I was a little shocked, as was my aunt and my friend. We asked for clarification and she said, “I need to check the back of your legs, from your thigh to your knee. Can you walk through the metal detector please?”
“No, I can’t.” I said. “I can lift up my legs, so you can put your hand underneath.”
“But it really would be better if you could just stand up and walk through,” she persisted.
“I have a disability, I can’t walk. This chair I’m sitting in is worth several thousand dollars and it’s not borrowed,” I said.
“But it’s only a few steps…”
“I know. But as I said before, I am unable to walk, even a few steps. I can’t do it. The only thing I could do is stand on the spot, but you need to give me my shoes back and I need my friend to help me stand.”
“We can’t give you your shoes back until we’re done with the security check, Miss. You need to stand without them. Your friend can’t help you either.”
“Well then I’m sorry, I can’t stand,” I said. “If you need to check the backs of my legs between my hip and my knee, I can lift my legs so you can pat them down. I cannot stand without physical assistance and I cannot stand without my shoes. I won’t be able to hold my balance and I’ll slip and fall before I even get all the way up. So you either need to check the backs of my legs with your hands, or you need to just let me through.”
I was only seventeen and this was as assertive as I was willing to get. This back and forth went on for nearly ten minutes. Both my friend and my aunt were reiterating my statements. We had to tread lightly though; one should never anger a security officer with a gun and a baton fastened to her belt.

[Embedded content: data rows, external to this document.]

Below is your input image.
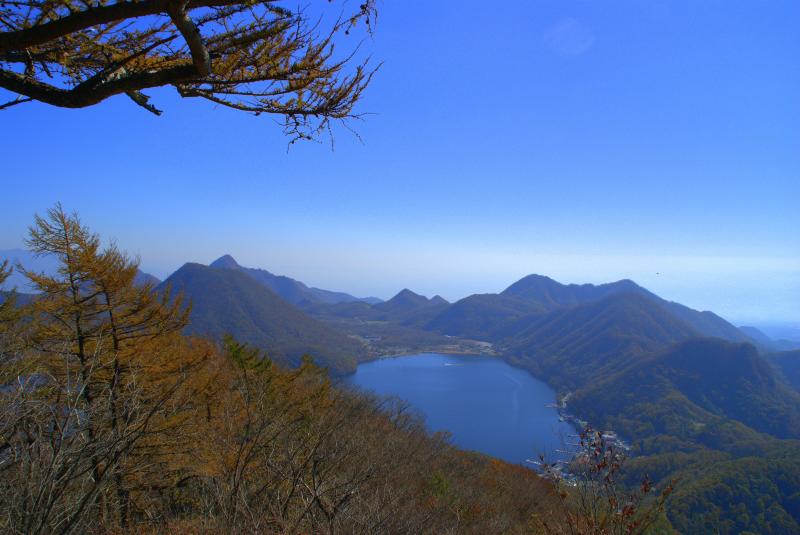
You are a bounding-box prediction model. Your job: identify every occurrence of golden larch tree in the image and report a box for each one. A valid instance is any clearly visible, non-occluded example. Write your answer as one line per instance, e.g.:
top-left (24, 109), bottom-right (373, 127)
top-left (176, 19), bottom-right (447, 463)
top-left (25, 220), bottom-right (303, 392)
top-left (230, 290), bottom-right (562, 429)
top-left (0, 0), bottom-right (377, 140)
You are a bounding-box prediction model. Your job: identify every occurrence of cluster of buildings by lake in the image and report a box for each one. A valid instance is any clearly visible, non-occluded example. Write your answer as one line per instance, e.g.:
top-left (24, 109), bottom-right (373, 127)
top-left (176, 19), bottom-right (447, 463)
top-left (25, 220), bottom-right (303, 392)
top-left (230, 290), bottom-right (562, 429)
top-left (529, 392), bottom-right (632, 483)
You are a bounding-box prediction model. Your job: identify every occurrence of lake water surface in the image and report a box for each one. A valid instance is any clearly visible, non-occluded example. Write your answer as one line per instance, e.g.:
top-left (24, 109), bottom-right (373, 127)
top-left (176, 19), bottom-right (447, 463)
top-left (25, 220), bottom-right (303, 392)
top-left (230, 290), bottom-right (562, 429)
top-left (345, 353), bottom-right (575, 465)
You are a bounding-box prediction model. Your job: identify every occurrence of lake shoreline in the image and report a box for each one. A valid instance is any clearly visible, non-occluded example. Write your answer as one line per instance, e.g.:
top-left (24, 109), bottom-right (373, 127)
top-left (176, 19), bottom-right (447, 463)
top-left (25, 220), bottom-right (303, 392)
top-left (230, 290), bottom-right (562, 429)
top-left (344, 352), bottom-right (578, 466)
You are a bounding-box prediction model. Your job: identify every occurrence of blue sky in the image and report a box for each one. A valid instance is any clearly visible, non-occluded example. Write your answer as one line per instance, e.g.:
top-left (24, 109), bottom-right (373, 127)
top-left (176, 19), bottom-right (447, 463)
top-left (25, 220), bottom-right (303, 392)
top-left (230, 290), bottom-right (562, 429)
top-left (1, 0), bottom-right (798, 325)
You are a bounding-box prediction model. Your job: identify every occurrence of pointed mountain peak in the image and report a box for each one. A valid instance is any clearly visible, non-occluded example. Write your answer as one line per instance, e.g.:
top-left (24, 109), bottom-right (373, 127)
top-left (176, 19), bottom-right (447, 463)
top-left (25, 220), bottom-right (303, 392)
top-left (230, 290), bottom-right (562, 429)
top-left (430, 295), bottom-right (449, 306)
top-left (607, 278), bottom-right (643, 291)
top-left (373, 288), bottom-right (434, 314)
top-left (393, 288), bottom-right (424, 300)
top-left (502, 274), bottom-right (561, 295)
top-left (210, 254), bottom-right (240, 269)
top-left (381, 288), bottom-right (430, 308)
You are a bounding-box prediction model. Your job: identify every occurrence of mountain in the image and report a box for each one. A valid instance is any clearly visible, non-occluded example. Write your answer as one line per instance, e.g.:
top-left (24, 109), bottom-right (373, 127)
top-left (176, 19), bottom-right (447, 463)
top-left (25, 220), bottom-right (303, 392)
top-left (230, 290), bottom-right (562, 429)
top-left (504, 291), bottom-right (700, 390)
top-left (660, 300), bottom-right (749, 343)
top-left (751, 323), bottom-right (800, 343)
top-left (209, 254), bottom-right (381, 306)
top-left (374, 289), bottom-right (431, 314)
top-left (768, 350), bottom-right (800, 391)
top-left (426, 274), bottom-right (749, 347)
top-left (304, 300), bottom-right (377, 320)
top-left (357, 296), bottom-right (384, 305)
top-left (430, 295), bottom-right (449, 306)
top-left (570, 338), bottom-right (800, 443)
top-left (489, 275), bottom-right (800, 534)
top-left (503, 274), bottom-right (749, 343)
top-left (208, 254), bottom-right (240, 269)
top-left (0, 248), bottom-right (59, 291)
top-left (0, 290), bottom-right (35, 307)
top-left (370, 288), bottom-right (450, 327)
top-left (158, 262), bottom-right (366, 373)
top-left (562, 337), bottom-right (800, 533)
top-left (134, 270), bottom-right (161, 287)
top-left (426, 293), bottom-right (544, 340)
top-left (740, 325), bottom-right (774, 345)
top-left (209, 254), bottom-right (316, 305)
top-left (501, 274), bottom-right (644, 310)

Even after showing her my doctor’s note and being glared at by airport staff for dragging it on so long, she huffed and puffed and very begrudgingly agreed to allow me to lift my legs. She rolled her eyes at me and sucked her teeth as I lifted each leg high enough for her to fit her hand underneath me right to the base of my hip. With one last roll of her eyes, she gave me my shoes and waved us on.
My aunt went on a little crusade after that, complaining vehemently to every O’Hare official she could get a hold of. Thankfully, the incident has never repeated itself in Chicago, or anywhere else I’ve been flying into or out of.